PETER VANDEN HOUTE. “Le nouveau gouverneur, Sahap Kavcioglu, est un partisan des taux d’intérêt bas, alors que des hausses de taux sont nécessaires pour maîtriser l’inflation. De plus, il est dans la poche du président turc Recep Tayyip Erdogan. Un élément qui ne joue pas en la faveur de la confiance.”

La Turquie était autrefois le pays émergent dans l’arrière-cour de l’Union européenne. Qu’en est-il de ceci ?

PETER VANDEN HOUTE. “La Turquie a raisonnablement bien résisté à la pandémie. En 2019, sa croissance économique a été spectaculaire : 0,9 pour cent En 2020, elle a été deux fois plus importante : 1,8 pour cent. La Turquie dispose d’une population jeune. Son potentiel de croissance est supérieur à celui de l’Union européenne. Pour pouvoir en profiter, elle a toutefois besoin d’un environnement politique et géopolitique stable. L’adhésion de la Turquie à l’Union européenne a été mise en veilleuse. La Turquie n’en fait qu’à sa tête en Syrie et en Libye, et se dispute avec la Grèce au sujet des gisements de gaz en Méditerranée. L’Union européenne est déjà intervenue à plusieurs reprises en tenant des propos menaçants et a même récemment suggéré une recommandation de voyage négative pour la Turquie si elle devait continuer sur cette voie. Le secteur touristique est essentiel en Turquie. Une telle recommandation aurait des conséquences économiques fortes.”

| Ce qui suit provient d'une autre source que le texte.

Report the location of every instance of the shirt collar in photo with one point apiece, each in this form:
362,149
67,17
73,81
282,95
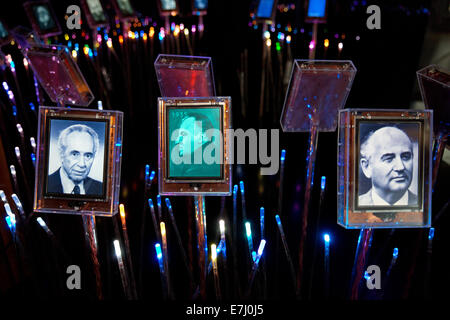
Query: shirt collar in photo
378,201
68,184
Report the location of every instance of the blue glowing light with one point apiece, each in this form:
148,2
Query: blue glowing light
248,229
431,234
158,251
9,222
366,275
395,253
147,171
168,204
158,200
262,244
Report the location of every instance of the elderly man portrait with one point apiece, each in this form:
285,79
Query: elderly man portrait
77,147
387,160
44,18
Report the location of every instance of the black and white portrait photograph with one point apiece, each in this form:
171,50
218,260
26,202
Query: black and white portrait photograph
389,165
76,157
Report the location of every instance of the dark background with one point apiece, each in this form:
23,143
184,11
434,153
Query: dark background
386,61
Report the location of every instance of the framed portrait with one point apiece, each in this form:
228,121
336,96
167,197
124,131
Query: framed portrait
265,10
199,7
59,75
316,11
185,76
42,18
384,168
5,37
168,7
95,15
78,163
124,9
194,146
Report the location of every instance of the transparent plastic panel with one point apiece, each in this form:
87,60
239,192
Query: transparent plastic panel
42,18
84,178
384,168
317,90
434,85
59,75
185,76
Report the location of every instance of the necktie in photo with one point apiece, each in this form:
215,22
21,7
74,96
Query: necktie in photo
76,190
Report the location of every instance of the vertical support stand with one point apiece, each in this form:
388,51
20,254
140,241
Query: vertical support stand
364,241
91,241
200,218
263,73
312,52
438,151
311,160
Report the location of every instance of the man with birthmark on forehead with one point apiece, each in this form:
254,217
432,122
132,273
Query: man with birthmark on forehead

Et pourtant, l’Union européenne dépend de la Turquie pour endiguer le flux de réfugiés.

PETER VANDEN HOUTE. C’est exact. L’Union européenne adopte une attitude quelque peu contradictoire, car elle envisage d’aider financièrement la Turquie à accueillir ces réfugiés. J’ai envie de dire qu’il n’y a pas que le climat politique qui est instable en Turquie depuis le coup d’État manqué de 2016. Les dirigeants politiques tentent souvent de détourner l’attention de la situation intérieure en se lançant dans des aventures à l’étranger. Le président Erdogan ne déroge pas à cette règle.”

Dans le passé, les particuliers belges ajoutaient parfois des obligations en livres turques à leur portefeuille. Est-ce toujours une bonne idée ?

PETER VANDEN HOUTE. “Nous observons une constante cette dernière décennie : le taux de change de la livre turque par rapport à l’euro se dégrade à un rythme raisonnable. La Turquie a toujours eu un taux d’inflation plus élevé que l’Europe. Investir dans des obligations en livres turques signifie perdre en pouvoir d’achat. Un investisseur ne peut gagner que si le taux d’intérêt réel — c’est-à-dire la différence entre le taux d’intérêt et l’inflation — est suffisamment élevé pour compenser la perte de valeur. Le coupon de l’obligation doit donc compenser la dépréciation structurelle de la livre. Il ne s’agit donc pas d’un investissement pour les personnes prudentes, mais plutôt d’un pari très risqué. Comme nous l’avons vu le week-end dernier, la livre n’est pas à l’abri d’une chute inattendue.”